Saturday, September 27, 2014

Starting to run....and fun with UMT at Kodiak

I just got home from a 5 mile jaunt around the neighborhood, alternating walking and running, completing the loop in 57 minutes.  I am feeling very grateful.  That's AC100 race pace!

I did a similar workout on the Sawcut Wash in Monrovia two days ago at the same pace (58 minutes).  It was fabulously hot and felt indescribable to be out and moving on trail in the sun with a blue sky above....

The limiting element to my running at present is actually my calves rather than the area around my fractured hip socket.  The calves --and the achilles on my injured side-- are weak from lack of use.  The right hamstring & glute attachments on the right are tender at the junction of the upper leg with my butt.  This is distal to the fracture site/stainless steel hardware, I think its soft tissue injury either incurred in the accident or the surgery.  It hurts less to run than it does to walk oddly enough-  I attribute this to a shorter angular extension while running (faster turnover, small steps) than while walking.

I've been progressing the heel drop exercises to strengthen my achilles/calves-  which I started in late July when I got clearance  for weight bearing.  I am now at 3x30 reps, straight leg, bent leg, with 57 pounds on my back.  The right calf has strengthened considerably, just need to work on endurance now.  The hip rehab is focussed now on flexibility, and strength training for he hamstrings and flutes particularly.  PT sessions last about 2 hours, preceded by an hour of warm up and stretching.

Meantime I've had some fun with the Ultra Medical Team.  I had the chance to work with these amazing people at 72mile checkpoint (Nordic Rim) of the Kodiak 100 last weekend up in Big Bear.  We were a small crew, led by Marco Apostal, an amazing guy who worked 36 hours straight from the start through the finish, with only an hour sleep.  I'd driven up Friday night arriving at Nordic Rim around 1am, and worked with the race folk there to set up the aid station and helped there until we shut it down around 2pm Saturday.  Marco came in around 3am after closing down an earlier medical checkpoint; later that morning he showed me how to treat some rather horrid blisters.  He had given me a walk through on how to do it and I had made sketches based on his lesson;  shortly afterwords  a runner came through, kindly  obliging my interest by presenting with layered  heel blisters the size of  silver dollars.    Marco had him up and running and reportedly his feet lasted him through to the finish.  An amazing fun time with a remarkable, committed group of ultra runners.
UMT crew at Nordic Rim, Mile 72 of the Kodiak 100.  
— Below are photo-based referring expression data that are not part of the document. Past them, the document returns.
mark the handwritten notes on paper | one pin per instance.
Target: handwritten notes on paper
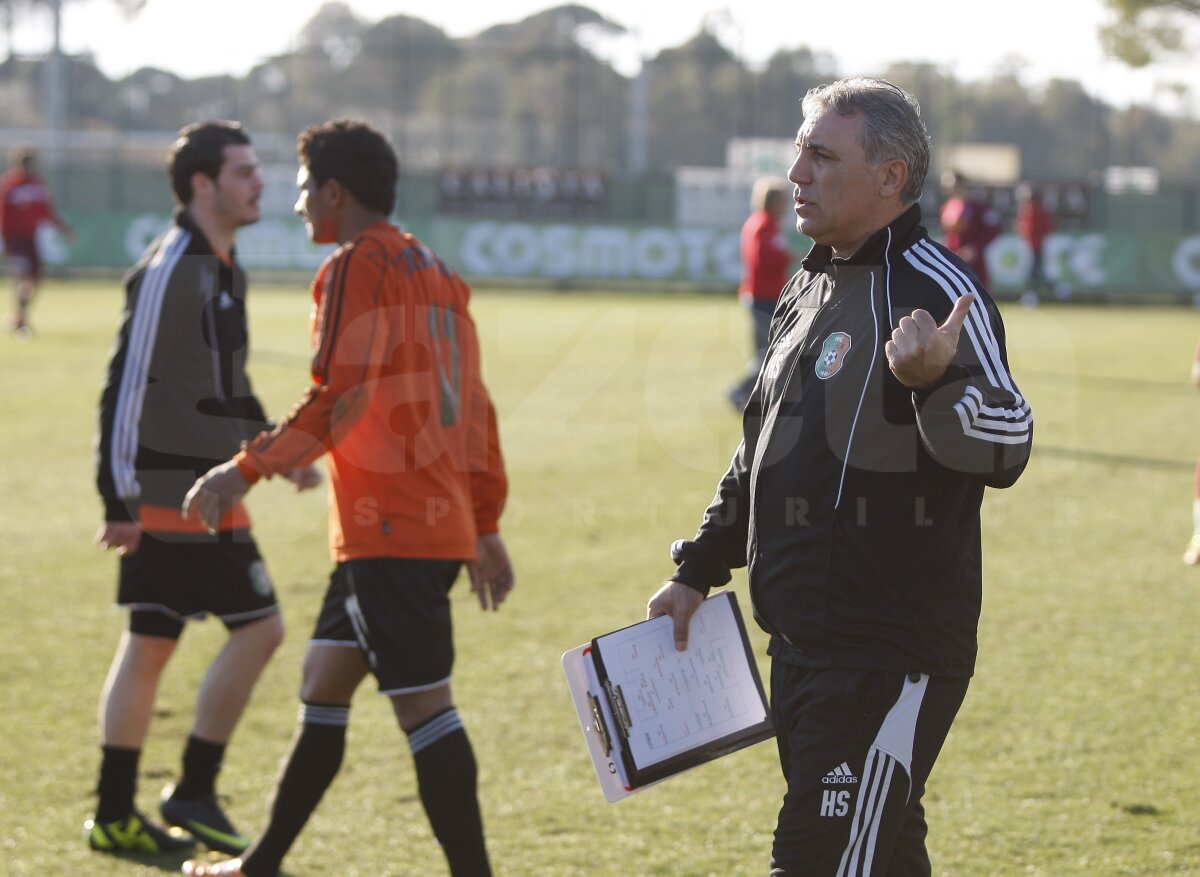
(677, 701)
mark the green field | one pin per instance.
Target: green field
(1075, 754)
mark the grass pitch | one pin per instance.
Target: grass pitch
(1074, 754)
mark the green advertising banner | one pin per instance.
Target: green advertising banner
(1125, 263)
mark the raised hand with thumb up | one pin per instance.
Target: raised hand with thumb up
(921, 350)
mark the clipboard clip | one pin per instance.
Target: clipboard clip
(599, 724)
(619, 710)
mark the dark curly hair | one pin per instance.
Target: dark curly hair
(355, 155)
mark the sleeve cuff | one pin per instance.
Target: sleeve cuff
(121, 510)
(247, 469)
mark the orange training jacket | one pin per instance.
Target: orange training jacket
(399, 404)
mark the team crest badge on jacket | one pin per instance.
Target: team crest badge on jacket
(833, 354)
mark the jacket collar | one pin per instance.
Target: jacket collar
(903, 230)
(184, 220)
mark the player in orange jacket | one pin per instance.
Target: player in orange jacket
(399, 407)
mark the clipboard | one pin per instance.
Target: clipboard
(649, 713)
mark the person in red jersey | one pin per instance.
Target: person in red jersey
(969, 226)
(24, 205)
(765, 266)
(399, 408)
(1033, 224)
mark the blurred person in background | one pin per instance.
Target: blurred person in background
(24, 205)
(766, 260)
(969, 224)
(1192, 553)
(1033, 226)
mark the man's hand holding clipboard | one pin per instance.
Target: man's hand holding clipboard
(678, 601)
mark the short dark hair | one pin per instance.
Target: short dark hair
(354, 154)
(199, 148)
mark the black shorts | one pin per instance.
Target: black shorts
(171, 580)
(396, 612)
(856, 748)
(23, 257)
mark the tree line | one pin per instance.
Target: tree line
(540, 91)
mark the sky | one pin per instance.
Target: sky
(1038, 38)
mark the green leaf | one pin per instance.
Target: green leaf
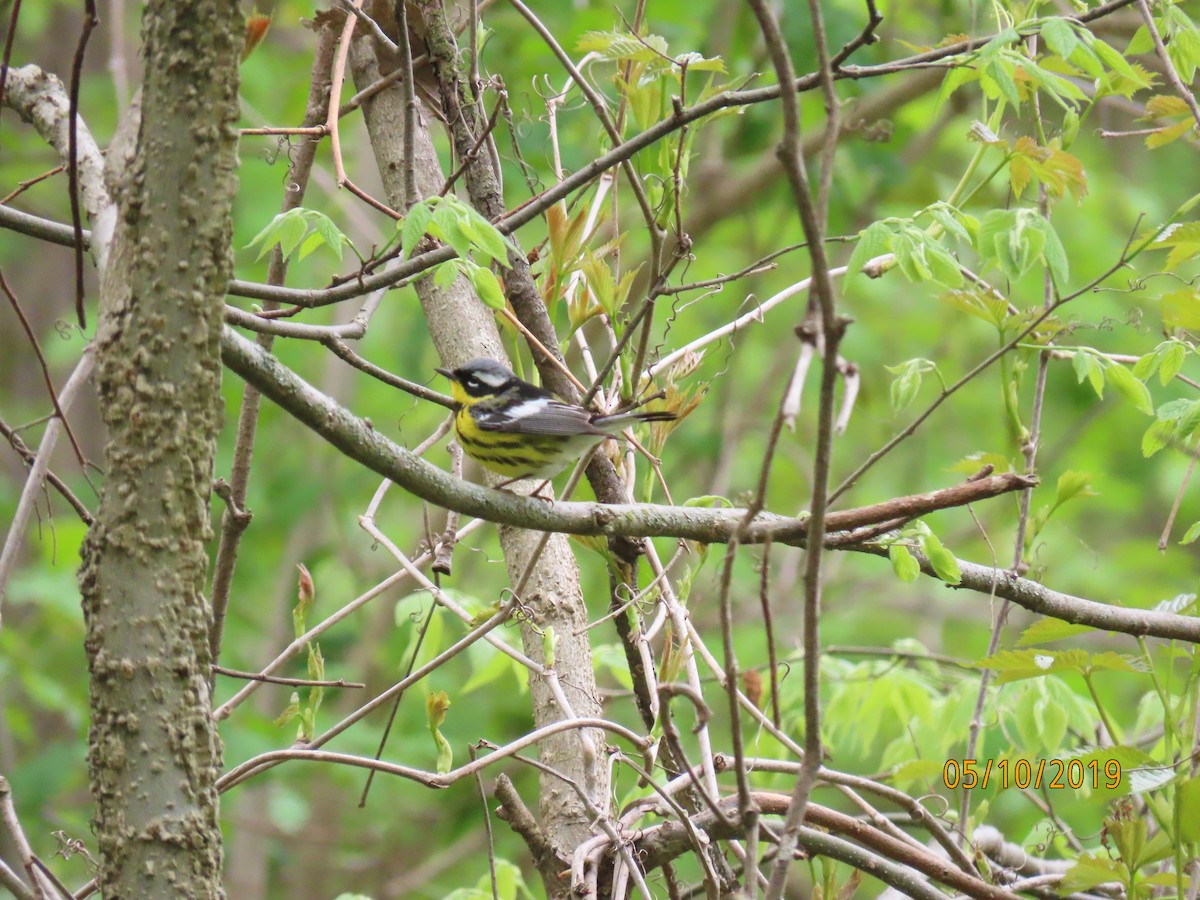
(1048, 630)
(445, 273)
(1071, 485)
(487, 286)
(1000, 73)
(486, 238)
(873, 241)
(904, 563)
(1181, 309)
(1087, 366)
(1156, 437)
(447, 223)
(414, 227)
(943, 562)
(709, 501)
(1054, 253)
(1090, 871)
(1128, 387)
(1173, 361)
(1188, 801)
(286, 231)
(1191, 534)
(329, 232)
(436, 706)
(1060, 37)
Saturday, September 13, 2014

Fracture rehab, Sept 13

My  physical therapy is progressing. Around a month ago some muscles that I'd had trouble getting to fire -- notably the right glute-- "woke up" and I fairly suddenly became able to do 1-leg glute bridges.  The PT started me on hamstring curls, dynamic lunges, and some other exercises designed to more aggressively work the hip abductors, hamstrings, and glutes-  including "monster walks"-- walking  with a tight rubber strap wrapped around my legs stepping 45 degrees out and forward to the right, then to the left, etc;  and side steps wrapped the same way.  The most effective of the exercises seems to be the dynamic lunges, which leave me sore the next day.
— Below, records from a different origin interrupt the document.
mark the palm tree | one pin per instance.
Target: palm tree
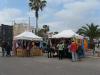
(37, 5)
(92, 31)
(46, 28)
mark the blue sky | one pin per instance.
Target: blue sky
(59, 14)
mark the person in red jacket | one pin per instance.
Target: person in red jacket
(73, 49)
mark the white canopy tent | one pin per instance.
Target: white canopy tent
(27, 36)
(66, 34)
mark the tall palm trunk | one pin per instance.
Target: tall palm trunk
(36, 15)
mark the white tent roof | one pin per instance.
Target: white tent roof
(65, 34)
(27, 36)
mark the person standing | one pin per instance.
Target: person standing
(73, 48)
(8, 50)
(49, 51)
(4, 44)
(60, 50)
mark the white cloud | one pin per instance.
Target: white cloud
(73, 13)
(9, 14)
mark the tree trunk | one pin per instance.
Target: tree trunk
(36, 25)
(36, 14)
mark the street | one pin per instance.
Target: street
(48, 66)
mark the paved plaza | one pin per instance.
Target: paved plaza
(48, 66)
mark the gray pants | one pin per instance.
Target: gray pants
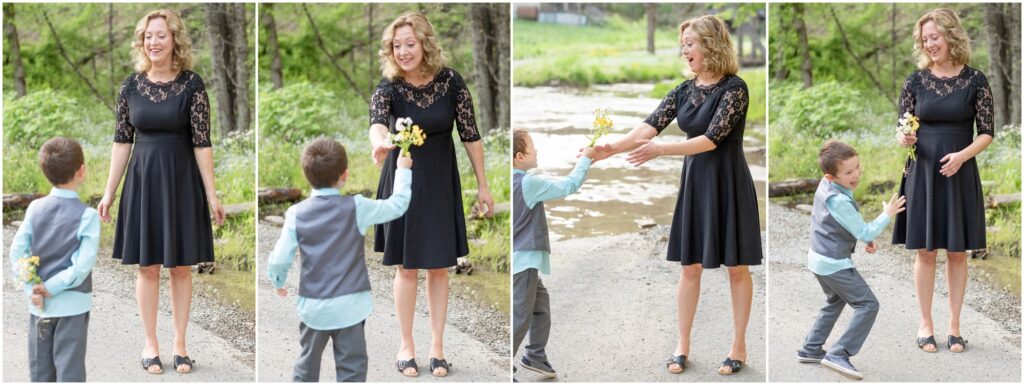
(349, 353)
(842, 288)
(531, 312)
(56, 348)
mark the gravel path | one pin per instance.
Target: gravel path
(613, 314)
(221, 337)
(476, 338)
(990, 321)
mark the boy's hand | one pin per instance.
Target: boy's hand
(406, 162)
(894, 206)
(869, 248)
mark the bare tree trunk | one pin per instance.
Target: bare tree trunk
(651, 25)
(266, 15)
(483, 60)
(805, 52)
(502, 31)
(238, 27)
(10, 32)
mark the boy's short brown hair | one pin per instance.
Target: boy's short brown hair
(60, 158)
(324, 161)
(519, 141)
(832, 154)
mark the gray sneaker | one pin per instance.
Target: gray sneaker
(542, 368)
(842, 366)
(805, 357)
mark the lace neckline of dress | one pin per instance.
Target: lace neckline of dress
(930, 74)
(145, 79)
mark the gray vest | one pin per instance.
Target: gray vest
(529, 226)
(827, 237)
(54, 236)
(331, 246)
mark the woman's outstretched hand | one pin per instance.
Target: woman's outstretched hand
(647, 151)
(104, 208)
(380, 153)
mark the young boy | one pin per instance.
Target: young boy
(836, 227)
(64, 232)
(530, 247)
(328, 229)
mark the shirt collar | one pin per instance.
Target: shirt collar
(325, 191)
(62, 193)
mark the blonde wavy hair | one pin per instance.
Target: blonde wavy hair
(720, 56)
(433, 55)
(181, 58)
(952, 31)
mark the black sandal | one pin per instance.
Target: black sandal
(402, 365)
(923, 341)
(956, 341)
(677, 359)
(438, 364)
(146, 362)
(734, 366)
(182, 359)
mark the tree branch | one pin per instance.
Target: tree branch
(64, 53)
(334, 61)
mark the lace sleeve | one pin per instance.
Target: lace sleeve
(666, 112)
(983, 109)
(730, 113)
(380, 105)
(907, 100)
(124, 132)
(465, 117)
(199, 112)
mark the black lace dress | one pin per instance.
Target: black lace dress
(432, 233)
(716, 220)
(163, 216)
(944, 212)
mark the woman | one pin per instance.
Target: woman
(944, 203)
(716, 218)
(163, 215)
(432, 233)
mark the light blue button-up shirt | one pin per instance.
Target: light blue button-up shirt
(61, 302)
(536, 189)
(348, 309)
(842, 208)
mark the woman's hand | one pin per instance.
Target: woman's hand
(906, 140)
(217, 211)
(380, 154)
(647, 151)
(952, 161)
(485, 202)
(104, 208)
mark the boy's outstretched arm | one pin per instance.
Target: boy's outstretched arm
(82, 260)
(536, 189)
(284, 252)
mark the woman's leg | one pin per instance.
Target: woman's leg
(924, 282)
(437, 295)
(741, 288)
(180, 308)
(147, 296)
(688, 293)
(956, 281)
(404, 306)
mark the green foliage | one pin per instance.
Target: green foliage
(39, 116)
(824, 110)
(298, 112)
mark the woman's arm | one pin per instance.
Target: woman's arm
(483, 199)
(119, 160)
(204, 156)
Two weeks ago I had another set of X-rays and the orthopedic surgeon told me he can no longer see the acetabular fracture in the X-rays.  The PT started me on the treadmill with a  0.5 mile slow run;  yesterday I did a 1 mile slow run.  It felt OK.  The injured right side has soreness in the glute primarily.  I remain focussed on improving flexibility with hamstring and quadriceps stretches 2 or 3 times daily, as well as TFL "stretches" using a tennis ball to roll tender spots.  The latter has helped to reduce pain and tightness on the anterior of the hip joint.

Ive been getting out and walking 2 miles per day most days.
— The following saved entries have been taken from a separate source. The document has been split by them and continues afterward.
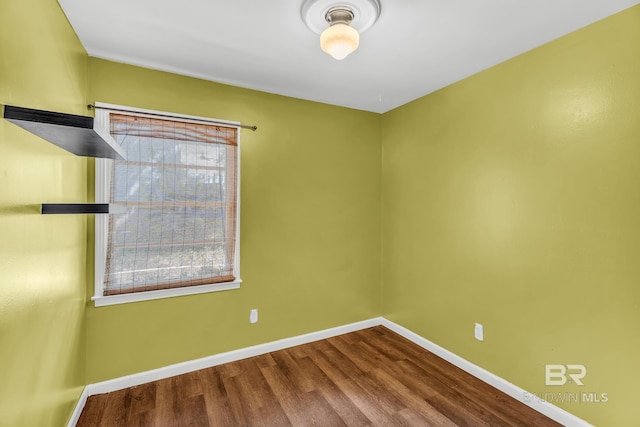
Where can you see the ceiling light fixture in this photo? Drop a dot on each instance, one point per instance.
(346, 19)
(339, 40)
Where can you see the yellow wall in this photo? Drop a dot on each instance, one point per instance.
(42, 258)
(310, 226)
(512, 199)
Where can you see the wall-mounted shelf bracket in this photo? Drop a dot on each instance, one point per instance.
(75, 208)
(80, 135)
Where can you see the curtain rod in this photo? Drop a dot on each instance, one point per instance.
(254, 128)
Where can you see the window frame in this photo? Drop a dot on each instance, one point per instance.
(103, 168)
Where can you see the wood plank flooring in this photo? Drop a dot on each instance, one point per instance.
(372, 377)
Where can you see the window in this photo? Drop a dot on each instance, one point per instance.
(175, 222)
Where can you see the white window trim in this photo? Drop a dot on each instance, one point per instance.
(102, 174)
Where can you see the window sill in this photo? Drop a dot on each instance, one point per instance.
(101, 301)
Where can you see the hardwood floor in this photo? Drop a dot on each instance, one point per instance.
(372, 377)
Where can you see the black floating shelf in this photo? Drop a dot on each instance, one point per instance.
(75, 208)
(79, 135)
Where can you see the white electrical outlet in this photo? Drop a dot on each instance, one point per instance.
(479, 332)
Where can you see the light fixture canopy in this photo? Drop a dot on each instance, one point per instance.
(340, 23)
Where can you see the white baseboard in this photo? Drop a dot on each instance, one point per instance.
(75, 415)
(557, 414)
(512, 390)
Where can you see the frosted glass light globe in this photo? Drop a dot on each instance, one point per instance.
(339, 40)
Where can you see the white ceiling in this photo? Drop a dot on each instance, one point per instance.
(415, 47)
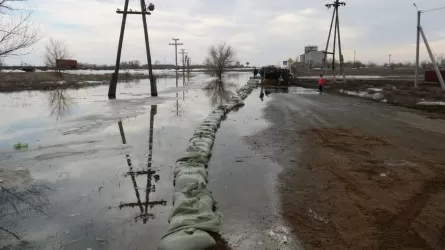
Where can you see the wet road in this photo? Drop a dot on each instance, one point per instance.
(97, 173)
(244, 183)
(413, 136)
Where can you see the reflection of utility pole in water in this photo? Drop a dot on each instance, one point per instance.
(177, 95)
(151, 174)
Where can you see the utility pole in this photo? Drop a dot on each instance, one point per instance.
(145, 10)
(354, 57)
(153, 87)
(335, 21)
(183, 53)
(115, 75)
(416, 81)
(430, 52)
(188, 65)
(389, 62)
(176, 44)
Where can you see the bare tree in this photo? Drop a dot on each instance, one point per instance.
(60, 103)
(219, 58)
(55, 50)
(16, 33)
(440, 59)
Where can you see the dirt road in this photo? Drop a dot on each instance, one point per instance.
(357, 174)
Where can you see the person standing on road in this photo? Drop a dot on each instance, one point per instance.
(321, 83)
(262, 74)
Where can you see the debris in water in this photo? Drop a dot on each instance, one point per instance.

I've also been continuing my eccentric heel drop exercises to restore calf strength and deal with soreness in the achilles-  the good leg got beat up from doing all the work while I was on crutches and the bad leg was just weak from lack of use.  These exercises are done typically with 3 sets of 15 on each leg, with both straight leg and bent leg.  The  progression thus far has been:

Week ending July 28:   heel drops, no weight, 1x daily
July 31-> 2x daily
Aug. 9->  2x daily with 25 lbs
Aug. 21-> 2x daily with 33 lbs
Aug. 30, 2x daily with 41 lbs
Sept 11, 2 x daily with 58 lbs
Sept 13, increased reps from 15 to 25

I started working at the office last week.  The folks at my workplace had a little "welcome home" party for me and being there with these people, some of whom have been friends for 25 years, really lifted my spirits.  The only issue I've had working in the office is that sitting is uncomfortable -- meetings are a bit painful unless I stand.  Its good to be recovering a bit of normalcy in my routine.